アパートの立て替えは、普通の家を取り壊して立て替えるのと少々事情が変わってきます。
アパートの建て替えに際して、どのような注意点が考えられるのでしょうか?
今現在、入居者がいるアパートを新しく立て替える場合、入居者を退去させる必要が出てきます。
すべての退去が完了しないと、アパートを取り壊すことさえできません。
また、これらの手続きと並行しながら、新しいアパートのプランを請負工事の会社側と何度も話し合っていく必要が出てきます。
この話し合いでプランと請負金額が決まったら、業者と工事請負契約を行った後、ようやく新築アパート工事に着手することができます。
アパートの建て替えが決まったら、まずは他人任せにせずにオーナーさん自身がしっかり勉強して建て替えの流れを把握し、建て替えの始めから終わりまでのプランを理解しておくことが大切です。
入居者の退去からアパートの完成までの流れは、非常に複雑で難しいことも多いため、長年アパート経営をしてきたオーナーさんでもハウスメーカーや建築業者に任せた結果、思っていた以上に費用がかかってしまったり、実際にできたアパートが思っていたものと違ってしまったり・・・などのケースが多くあります。
大手ハウスメーカーなどは、複雑な作業の全てを代行してくれるところも多いのですが、費用が高額になりがちですし、設計会社に依頼すると建設費の他に設計費用がかかってしまいます。
このため、アパートの建て替えをどの業者に依頼するかは、早い段階で1社に絞り込まないことが大切です。
オーナーさんが主体となって、色々な業者に設計や費用の見積もり、アパート建て替えのプランを提案してもらうようにしましょう。
他の業者と比較することなく最初から特定の業者に決めてしまうと、費用面などで折り合いがつかなくなった場合、それまでお世話になっていたこともあり、断わり切れずに、相手側の要求を呑むしかなくなってしまいます。
古いアパートで入居者が誰もいない物件ならば立ち退きの問題もありませんが、1世帯でも現在入居者がいる場合、その入居者の方に立ち退いてもらう必要がでてきます。
賃貸借契約には、「普通借家契約」と「定期借家契約」があります。
「普通借契約」は賃貸物件を定められた期間借りることができ、その契約期間が満了しても借り手が契約更新することができるというものです。
一方、「定期借家契約」というのは、契約期間が満了すると借り手が契約更新を希望してもできないというものです。
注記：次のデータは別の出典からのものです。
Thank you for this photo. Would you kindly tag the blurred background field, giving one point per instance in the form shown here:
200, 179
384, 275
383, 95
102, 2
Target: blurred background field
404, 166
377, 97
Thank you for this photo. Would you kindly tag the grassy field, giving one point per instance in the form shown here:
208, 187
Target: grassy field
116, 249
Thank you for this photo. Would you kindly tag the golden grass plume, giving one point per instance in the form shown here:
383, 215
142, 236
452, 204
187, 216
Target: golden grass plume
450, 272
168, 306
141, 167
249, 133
通常、アパートの賃貸契約は前者の普通借家契約であり、日本では借り手の立場が強く守られているため、アパートの建て替えなど、オーナーの一方的な都合による契約解除は、簡単にできないこととなっています。
普通借家契約のアパートを立て替えるにあたり入居者に退去してもらう場合は、立ち退き料を払う必要があります。
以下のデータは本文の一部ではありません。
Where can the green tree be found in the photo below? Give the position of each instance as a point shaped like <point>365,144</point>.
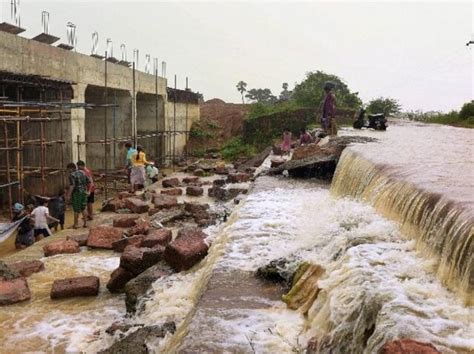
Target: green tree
<point>261,96</point>
<point>387,106</point>
<point>310,92</point>
<point>285,95</point>
<point>242,87</point>
<point>467,111</point>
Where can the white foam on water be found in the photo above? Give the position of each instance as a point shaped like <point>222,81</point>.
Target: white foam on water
<point>274,330</point>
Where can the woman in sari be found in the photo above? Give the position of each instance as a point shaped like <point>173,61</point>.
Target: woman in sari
<point>137,174</point>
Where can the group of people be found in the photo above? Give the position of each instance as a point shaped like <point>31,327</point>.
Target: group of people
<point>328,121</point>
<point>140,171</point>
<point>50,212</point>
立ち退きの手続きは、アパートのオーナーか弁護士しかできません。
このため、多くの場合、オーナーが直接入居者に立ち退きしてもらえるようにお願い行くのが一般的です。
入居者が立ち退きに応じない場合は、オーナーの意思だけでアパートを取り壊すことができません。
このため、日ごろから入居者と円満な関係を保ったり、コミュニケーションを取ったりしておくことが重要です。
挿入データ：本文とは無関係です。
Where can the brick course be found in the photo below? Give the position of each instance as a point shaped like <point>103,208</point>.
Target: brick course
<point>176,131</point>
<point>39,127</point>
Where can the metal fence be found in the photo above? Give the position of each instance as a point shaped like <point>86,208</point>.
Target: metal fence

また、一般的な立ち退き料の相場は、新しい住居の保証金、敷金、礼金、仲介手数料、引っ越し費用を支払える額として、家賃の3~6か月分ほどを支払うことが多くなっています。
アパートの建て壊し費用は、その構造が木造なのか鉄筋コンクリート造なのかということによっても相場が変わってきます。
一般的に1坪あたり3万円ほどの建て壊し費用がかかるのが相場ですが、アパートを解体するときに必要な重機が入らない場所や特殊な廃棄物などがある場合は割高になります。
建物を取り壊す場合は、解体業者に委託することになりますが、解体業者によってかなり費用に差がありますので、数社の業者に見積もりを取ってから比較することが大切です。
また、解体自体をハウスメーカーや工務店などにそのままお願いすることも多いと思いますが、その場合は中間業者を挟むことになるので費用は多めにかかってきます。
これらを頭に入れた上で、業者を選択するようにしましょう。
アパートを立て替えるとなると、重機やトラックが敷地周辺を頻繁に行き来することが多くなります。
また、解体に際しては騒音や粉塵などで周囲へ少なからず迷惑をかけることになります。
解体業者や建築業者などには、事前にしっかり近所に配慮してあいさつ回りをしてくれるところもありますが、アパートのオーナーとして事前に、隣住民に工事の説明やお詫びをしておくことは以後のアパート経営のためにも大切です。